O décimo quinto Knesset

Na verdade, a composição do 15º Parlamento israelita resulta das eleições gerais realizadas em Maio de 1999, que culminaram com a vitória da coligação “One Israel” encabeçada pelo partido Trabalhista, na altura liderado por Ehud Barak. Nessas mesmas eleições os israelitas elegeram também Barak para o cargo de primeiro-ministro em detrimento do candidato da direita Benjamim Netanyahu, primeiro-ministro cessante.

À primeira vista este aparentava ser um cenário coerente: um governo de esquerda e um parlamento também liderado pela esquerda. Ainda assim, uma análise mais cuidada revelava desde logo alguns dados importantes: na verdade a presença de partidos de esquerda no parlamento correspondia apenas a 32% do mesmo, sendo que, destes, 22% eram representados pelo Partido Trabalhista. Quanto à direita, esta controlava cerca de 60% dos lugares, dos quais 16% pertença do Likud. Apenas em face da existência da coligação “One Israel”, o Partido Trabalhista conseguia a maioria dos lugares tendo, no entanto, necessidade de integrar nas suas fileiras alguns partidos claramente à direita.

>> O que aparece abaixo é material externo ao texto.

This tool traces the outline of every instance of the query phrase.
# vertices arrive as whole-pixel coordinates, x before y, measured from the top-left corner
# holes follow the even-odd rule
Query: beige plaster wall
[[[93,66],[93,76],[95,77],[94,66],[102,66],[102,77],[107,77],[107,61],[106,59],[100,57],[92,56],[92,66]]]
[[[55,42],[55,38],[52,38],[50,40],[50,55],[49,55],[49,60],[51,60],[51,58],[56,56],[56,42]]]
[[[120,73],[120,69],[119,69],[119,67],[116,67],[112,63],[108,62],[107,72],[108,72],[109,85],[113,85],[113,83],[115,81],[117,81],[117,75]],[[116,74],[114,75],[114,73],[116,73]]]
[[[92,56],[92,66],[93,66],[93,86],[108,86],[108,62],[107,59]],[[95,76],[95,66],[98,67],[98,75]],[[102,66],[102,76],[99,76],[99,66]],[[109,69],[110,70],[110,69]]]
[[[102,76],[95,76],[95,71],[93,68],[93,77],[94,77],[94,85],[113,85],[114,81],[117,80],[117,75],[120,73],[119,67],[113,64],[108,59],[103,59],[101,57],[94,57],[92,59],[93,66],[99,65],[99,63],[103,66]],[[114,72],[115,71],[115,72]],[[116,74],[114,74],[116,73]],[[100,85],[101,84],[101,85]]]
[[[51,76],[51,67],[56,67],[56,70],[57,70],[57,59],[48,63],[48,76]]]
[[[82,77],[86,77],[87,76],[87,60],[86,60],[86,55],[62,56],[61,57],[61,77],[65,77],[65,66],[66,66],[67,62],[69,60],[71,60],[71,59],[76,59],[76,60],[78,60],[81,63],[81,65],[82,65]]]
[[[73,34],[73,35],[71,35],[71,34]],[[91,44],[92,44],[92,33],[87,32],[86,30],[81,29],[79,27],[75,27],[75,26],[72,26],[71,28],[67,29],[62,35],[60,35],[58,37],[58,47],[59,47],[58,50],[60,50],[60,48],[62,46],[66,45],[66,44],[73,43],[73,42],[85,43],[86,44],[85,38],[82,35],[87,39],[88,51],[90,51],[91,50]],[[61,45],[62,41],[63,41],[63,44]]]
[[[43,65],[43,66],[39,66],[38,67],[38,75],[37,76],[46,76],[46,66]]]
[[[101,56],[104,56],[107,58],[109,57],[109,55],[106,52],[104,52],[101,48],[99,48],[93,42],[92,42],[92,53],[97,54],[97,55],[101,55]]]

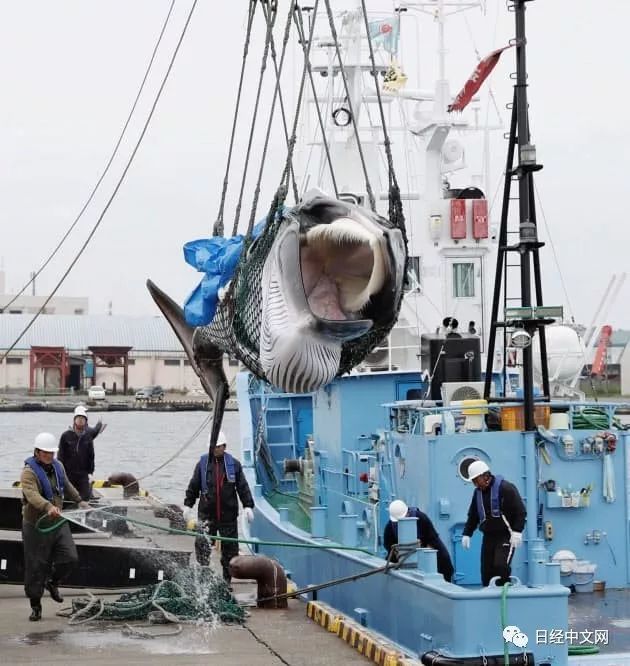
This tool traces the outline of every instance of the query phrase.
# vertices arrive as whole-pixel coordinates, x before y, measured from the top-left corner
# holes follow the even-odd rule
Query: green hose
[[[501,592],[501,633],[503,634],[503,630],[507,627],[507,593],[508,593],[508,587],[510,587],[509,583],[505,583],[503,586],[503,590]],[[507,641],[505,638],[503,638],[503,659],[505,666],[509,666],[510,663],[510,653],[509,653],[509,647],[507,644]]]
[[[599,648],[596,645],[569,645],[569,656],[581,654],[597,654]]]
[[[609,419],[608,413],[599,407],[584,407],[573,414],[573,427],[576,430],[608,430],[615,427],[625,430],[625,426],[619,419]]]
[[[95,508],[94,511],[98,511],[99,514],[105,515],[105,516],[112,516],[114,518],[118,518],[119,520],[125,520],[128,523],[132,523],[134,525],[142,525],[144,527],[151,527],[156,530],[162,530],[163,532],[168,532],[169,534],[181,534],[183,536],[194,536],[197,537],[199,536],[199,532],[195,532],[193,530],[180,530],[175,527],[165,527],[164,525],[155,525],[153,523],[147,523],[143,520],[137,520],[136,518],[128,518],[127,516],[121,516],[119,513],[113,513],[112,511],[106,511],[105,509],[97,509]],[[61,514],[61,518],[53,523],[50,527],[41,527],[40,523],[42,520],[45,520],[48,516],[44,514],[41,516],[41,518],[35,523],[35,529],[40,533],[40,534],[50,534],[51,532],[54,532],[55,530],[58,530],[65,522],[67,522],[67,519],[64,518],[63,514]],[[73,521],[74,522],[74,521]],[[319,544],[319,543],[293,543],[290,541],[262,541],[259,539],[238,539],[234,537],[224,537],[224,536],[219,536],[219,535],[212,535],[209,537],[213,540],[216,541],[228,541],[228,542],[233,542],[233,543],[247,543],[251,545],[258,545],[258,546],[284,546],[287,548],[326,548],[330,550],[331,548],[335,550],[354,550],[358,553],[364,553],[365,555],[374,555],[371,551],[365,549],[365,548],[358,548],[357,546],[342,546],[339,544]]]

A vitória da esquerda naquele momento consolidou-se perante a incapacidade do Likud em liderar a direita israelita.

O fracasso da governação de Benjamim Netanyahu contribuiu claramente para esta situação.

O aprofundar da crise originada pelos constantes revezes no processo de paz iniciado alguns anos antes com Y. Rabin, e as evidentes dificuldades sentidas por Netanyahu em cumprir as suas promessas eleitorais de 1996, contribuíram largamente para a erosão do seu prestígio pessoal e para a perda de confiança de importantes apoios de que beneficiava em sectores conservadores da vida política israelita.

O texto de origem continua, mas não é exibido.